Maya Canetti, Director of Product Marketing at network security firm Allot Communications, offers the most common threats to service providers and how to combat them.
Denial of Service (DoS) and Distributed Denial of Service (DDoS) attacks have plagued commercial and enterprise networks for nearly three decades. Defined as one or many systems attacking a target with a ‘flood’ of incoming messages and overwhelming the system, these cyberattacks have been frighteningly successful, damaging network infrastructure, service continuity and business reputations. And unfortunately, they’re on the rise. According to Cisco, the number of DDoS attacks grew by a staggering 172pc in 2016 and that number is expected to reach 3.1 million globally by 2021.
The availability of simplified attack tools, DDoS for-rent services, and for-hire attackers as well as the Internet-of-Things (IoT) proliferation have made it easier to launch flooding attacks and to increase the scope of damage on mobile operator networks, who can no longer afford to take a reactive stance. So why now? What is driving mobile operators to start thinking about DDoS protection? In short: it’s the rise in the probability of attacks on one hand and the relationship service providers with their customer especially business customer who reply on the service provider’s cloud for their data and IT services on the other. In other word, protecting against DDoS means protecting their business.
Two common types: TOS Flood and SYN Floods
TOS Floods are an all-too-common type of DDoS assault. Attackers use the ‘TOS’ field of your IP header to launch one of two types of attacks. By spoofing ECN (Explicit Congestion Notification) packets, individual connections are reduced or completely limited. The server may then appear to be unresponsive or out of service. Legitimate users are unable to connect to their server.
In the second type of TOS attack, DiffServ class flags are manipulated to increase priority for malicious traffic over regular traffic. The risk is that your server will become totally unusable for your customers or at the very least applications that need a strong connection will become unreliable. Any VoIP such as Skype or online meeting software or video streaming will become completely compromised.
A SYN Flood, often generated by botnets, is designed to consume the resources of the victim’s server, such as firewall or other perimeter defense elements, in an attempt to overwhelm its capacity limits and shut it down. The target receives SYN packets at very high rates, which rapidly fill up its connection capacity. This results in disconnections, dropping of legitimate traffic packets, or even worse – element reboot.

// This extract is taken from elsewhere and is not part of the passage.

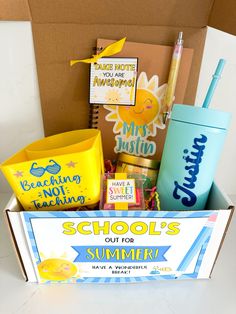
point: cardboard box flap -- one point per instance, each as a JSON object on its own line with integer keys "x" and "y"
{"x": 223, "y": 16}
{"x": 192, "y": 13}
{"x": 14, "y": 10}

SYN Floods exploit the TCP (Transmission Control Protocol), three-way handshake process to wreak havoc. The attack floods multiple TCP ports on the target system with SYN messages requesting to initiate a connection between the source system and the target system. The target responds with a SYN-ACK message for each SYN message it receives and temporarily opens a communications port. The attacker never sends the final ACK and therefore the connection is never completed. The temporary connection will eventually time out and be closed but not before the targeted system is overwhelmed.
Crafty criminals
Cyber-criminals continually hone their methods and change their tactics to avoid detection. Increasingly service providers are becoming more threatened by DDoS attacks and need to improve and augment protection strategies, especially when they are seeing revenue growth from business customers migrating their data centers and IT infrastructure to the cloud. Business services come with SLA-defined service capacity, availability and performance and must be protected against attacks. All-important quality of experience (QoE) is also critical to retaining and attracting customers. Sluggish downtime is risky and service downtime is a death knell.
Guarding
Effective protection means detecting an attack and responding quickly enough so there is little or no impact on the network infrastructure or its hosted targets. Solutions must have real-time detection that lasts no more than seconds, can zero in on an attack that has never been seen before, and can handle the evolving tactics and massive volumes. Such solutions are even more important in the face of pulsing DDoS attacks – those designed to inflict maximum damage in a long series of short-lived massive bursts.
The good news is that there are scalable solutions that can handle large-scale volumetric attacks and mitigate them on the spot. Solutions that allow service providers to identify both inbound and outbound threats, facilitate network optimization by enforcing acceptable use policies, and at the same time sustain users’ QoE (Quality of Experience). A highly effective approach that can stop DDoS cybercriminals in their tracks.